RDC : Kiwanja face à une maladie mystérieuse qui décime les chèvres
- 5 mars
- 2 min de lecture

À Kiwanja, dans le territoire de Rutshuru au Nord-Kivu, la vie des éleveurs bascule depuis plusieurs jours. Une maladie inconnue frappe brutalement les chèvres et autres petits ruminants, provoquant des décès rapides et laissant les familles locales désemparées.
Une perte rapide et inquiétante pour les éleveurs
Les habitants de Kiwanja racontent l’angoisse quotidienne de voir leur troupeau disparaître en quelques jours. « Nos chèvres meurent les unes après les autres, et nous n’avons ni médicaments ni moyens pour faire venir un vétérinaire », confie un éleveur. Dans cette région, les chèvres ne sont pas seulement un moyen de subsistance : elles représentent une épargne sur pied, indispensable pour payer les frais scolaires, couvrir les soins de santé ou faire face aux imprévus. La perte de ces animaux fragilise donc directement l’économie domestique des familles.
Les symptômes observés sur le terrain sont alarmants : diarrhée sévère, écoulement nasal abondant, forte fièvre, perte d’appétit et affaiblissement rapide. Certains animaux meurent moins d’une semaine après l’apparition des premiers signes, rendant la situation critique et la propagation potentiellement rapide.

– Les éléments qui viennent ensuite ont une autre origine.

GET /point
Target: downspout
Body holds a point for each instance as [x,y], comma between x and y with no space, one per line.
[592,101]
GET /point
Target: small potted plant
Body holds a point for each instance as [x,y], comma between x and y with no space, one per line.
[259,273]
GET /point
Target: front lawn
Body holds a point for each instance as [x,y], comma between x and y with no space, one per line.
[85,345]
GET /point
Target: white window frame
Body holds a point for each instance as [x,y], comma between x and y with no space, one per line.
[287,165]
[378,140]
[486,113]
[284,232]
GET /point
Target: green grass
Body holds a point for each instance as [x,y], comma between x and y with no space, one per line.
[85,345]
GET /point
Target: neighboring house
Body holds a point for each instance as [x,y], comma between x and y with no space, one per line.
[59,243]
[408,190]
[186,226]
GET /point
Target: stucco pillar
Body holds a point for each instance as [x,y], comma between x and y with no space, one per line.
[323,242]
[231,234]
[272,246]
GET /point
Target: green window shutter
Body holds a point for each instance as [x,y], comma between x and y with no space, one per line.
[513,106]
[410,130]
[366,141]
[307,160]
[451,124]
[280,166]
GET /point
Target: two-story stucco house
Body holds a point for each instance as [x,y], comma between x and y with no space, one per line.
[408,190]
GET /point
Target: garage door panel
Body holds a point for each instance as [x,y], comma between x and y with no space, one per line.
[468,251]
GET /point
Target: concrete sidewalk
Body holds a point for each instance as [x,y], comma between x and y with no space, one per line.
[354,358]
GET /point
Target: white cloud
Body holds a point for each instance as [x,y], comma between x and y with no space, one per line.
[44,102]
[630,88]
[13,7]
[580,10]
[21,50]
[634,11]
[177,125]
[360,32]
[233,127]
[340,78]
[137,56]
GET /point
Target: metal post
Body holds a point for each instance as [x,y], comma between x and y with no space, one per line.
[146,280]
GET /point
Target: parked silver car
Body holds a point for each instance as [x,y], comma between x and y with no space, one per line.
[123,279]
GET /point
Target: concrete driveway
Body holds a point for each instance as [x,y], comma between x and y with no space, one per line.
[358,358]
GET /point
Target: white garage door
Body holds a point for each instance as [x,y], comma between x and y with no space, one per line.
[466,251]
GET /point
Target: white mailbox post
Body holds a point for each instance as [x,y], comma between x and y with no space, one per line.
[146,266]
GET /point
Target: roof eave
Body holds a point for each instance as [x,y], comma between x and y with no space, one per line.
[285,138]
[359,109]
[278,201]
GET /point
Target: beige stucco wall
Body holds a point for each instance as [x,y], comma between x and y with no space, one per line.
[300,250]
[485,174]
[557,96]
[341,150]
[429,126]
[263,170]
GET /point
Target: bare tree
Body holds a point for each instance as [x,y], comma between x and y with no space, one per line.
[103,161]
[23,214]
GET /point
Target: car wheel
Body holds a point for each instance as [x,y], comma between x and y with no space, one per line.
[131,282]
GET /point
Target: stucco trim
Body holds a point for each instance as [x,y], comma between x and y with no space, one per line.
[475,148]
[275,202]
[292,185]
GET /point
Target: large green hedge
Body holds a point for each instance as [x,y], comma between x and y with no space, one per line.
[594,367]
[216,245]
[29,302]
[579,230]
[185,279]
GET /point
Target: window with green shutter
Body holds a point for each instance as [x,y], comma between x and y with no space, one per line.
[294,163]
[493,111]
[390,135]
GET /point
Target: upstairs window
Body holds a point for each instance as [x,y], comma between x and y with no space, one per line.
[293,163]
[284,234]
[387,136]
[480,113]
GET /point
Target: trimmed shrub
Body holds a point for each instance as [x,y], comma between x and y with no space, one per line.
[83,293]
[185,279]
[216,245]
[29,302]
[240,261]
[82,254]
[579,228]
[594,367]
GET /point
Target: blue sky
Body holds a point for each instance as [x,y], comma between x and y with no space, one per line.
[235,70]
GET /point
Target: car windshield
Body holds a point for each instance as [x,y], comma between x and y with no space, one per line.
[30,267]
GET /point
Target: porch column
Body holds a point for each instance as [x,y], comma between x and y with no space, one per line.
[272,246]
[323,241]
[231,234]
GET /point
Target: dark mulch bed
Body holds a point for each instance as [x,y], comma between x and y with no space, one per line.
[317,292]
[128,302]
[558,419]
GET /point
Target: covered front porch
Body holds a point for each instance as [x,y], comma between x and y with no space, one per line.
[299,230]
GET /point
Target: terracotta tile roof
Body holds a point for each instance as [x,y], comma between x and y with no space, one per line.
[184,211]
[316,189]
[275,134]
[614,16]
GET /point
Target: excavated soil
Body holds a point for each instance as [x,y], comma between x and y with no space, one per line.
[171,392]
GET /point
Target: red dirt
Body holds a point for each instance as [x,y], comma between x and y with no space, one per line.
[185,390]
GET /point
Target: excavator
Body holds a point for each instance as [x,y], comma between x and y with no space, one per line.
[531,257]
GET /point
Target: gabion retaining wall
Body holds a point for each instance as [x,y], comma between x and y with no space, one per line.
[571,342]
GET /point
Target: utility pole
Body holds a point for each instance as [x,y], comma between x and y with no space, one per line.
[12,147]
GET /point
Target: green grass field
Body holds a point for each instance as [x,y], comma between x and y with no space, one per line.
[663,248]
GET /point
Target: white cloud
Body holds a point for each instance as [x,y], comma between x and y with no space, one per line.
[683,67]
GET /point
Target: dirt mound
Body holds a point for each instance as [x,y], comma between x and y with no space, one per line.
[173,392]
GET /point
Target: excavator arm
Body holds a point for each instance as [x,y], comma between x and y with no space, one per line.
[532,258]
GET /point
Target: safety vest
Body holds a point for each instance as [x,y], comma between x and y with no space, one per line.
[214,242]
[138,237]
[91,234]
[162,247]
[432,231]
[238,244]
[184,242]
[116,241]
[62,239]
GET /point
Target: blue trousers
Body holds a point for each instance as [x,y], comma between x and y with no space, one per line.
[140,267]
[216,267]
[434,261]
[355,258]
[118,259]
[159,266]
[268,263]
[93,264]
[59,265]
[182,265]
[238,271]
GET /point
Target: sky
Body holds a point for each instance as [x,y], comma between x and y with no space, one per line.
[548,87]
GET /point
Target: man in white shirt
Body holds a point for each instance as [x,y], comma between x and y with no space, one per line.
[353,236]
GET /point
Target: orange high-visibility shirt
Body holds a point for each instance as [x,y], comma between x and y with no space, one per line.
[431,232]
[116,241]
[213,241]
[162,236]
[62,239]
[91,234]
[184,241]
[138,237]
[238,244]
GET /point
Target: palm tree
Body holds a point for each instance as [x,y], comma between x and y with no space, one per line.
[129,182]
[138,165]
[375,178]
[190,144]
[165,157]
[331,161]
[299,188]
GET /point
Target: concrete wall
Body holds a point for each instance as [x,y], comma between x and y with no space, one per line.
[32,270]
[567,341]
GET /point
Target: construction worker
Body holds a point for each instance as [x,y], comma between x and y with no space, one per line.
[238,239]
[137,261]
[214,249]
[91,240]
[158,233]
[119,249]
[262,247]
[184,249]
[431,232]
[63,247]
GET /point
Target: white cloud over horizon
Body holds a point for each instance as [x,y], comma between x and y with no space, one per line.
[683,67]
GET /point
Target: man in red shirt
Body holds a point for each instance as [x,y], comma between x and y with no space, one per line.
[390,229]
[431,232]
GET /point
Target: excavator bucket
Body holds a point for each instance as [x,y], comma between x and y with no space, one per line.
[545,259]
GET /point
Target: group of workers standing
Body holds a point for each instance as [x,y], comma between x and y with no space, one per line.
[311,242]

La peste des petits ruminants suspectée
Bahati Kirolina, vétérinaire à Kiwanja, avance l’hypothèse d’une peste des petits ruminants (PPR), une maladie virale très contagieuse touchant chèvres et moutons. « Les signes concordent avec ceux de la PPR, mais seule une analyse en laboratoire peut confirmer le diagnostic », explique-t-il.
La PPR est redoutable : dans les troupeaux non vaccinés, elle peut tuer jusqu’à 70 % des animaux. Elle se transmet par contact direct entre animaux ou via leurs sécrétions, et se propage facilement dans les zones où les bêtes circulent librement et partagent les mêmes points d’eau ou pâturages. La RDC a déjà enregistré des foyers de PPR dans le passé, mais la couverture vaccinale reste insuffisante, surtout dans les zones affectées par l’insécurité.
Une riposte compliquée par le contexte sécuritaire
La situation sanitaire s’inscrit dans un territoire marqué par la violence. Rutshuru est régulièrement le théâtre d’affrontements impliquant le M23 et les forces armées congolaises, provoquant déplacements de populations, perturbation des marchés et limitation de l’accès des vétérinaires aux zones rurales.
Dans ce contexte, les mesures de prévention sont difficiles à appliquer : isolement des animaux malades, désinfection des enclos, limitation des contacts entre troupeaux ou suspension des ventes sur pied restent presque impossibles à mettre en œuvre. Les éleveurs, sans ressources ni assistance, voient la maladie menacer non seulement leurs animaux, mais aussi leur survie économique.
Appels à une intervention urgente
Les experts et habitants appellent les autorités provinciales et les services vétérinaires à agir rapidement : dépistage des animaux, confirmation du diagnostic et lancement d’une campagne de vaccination d’urgence. En attendant, la vigilance reste de mise, et chaque jour compte pour éviter que la maladie ne se propage aux villages voisins.
Si la PPR est confirmée, la riposte rapide sera cruciale pour protéger des troupeaux essentiels à la résilience économique des familles rurales de Kiwanja.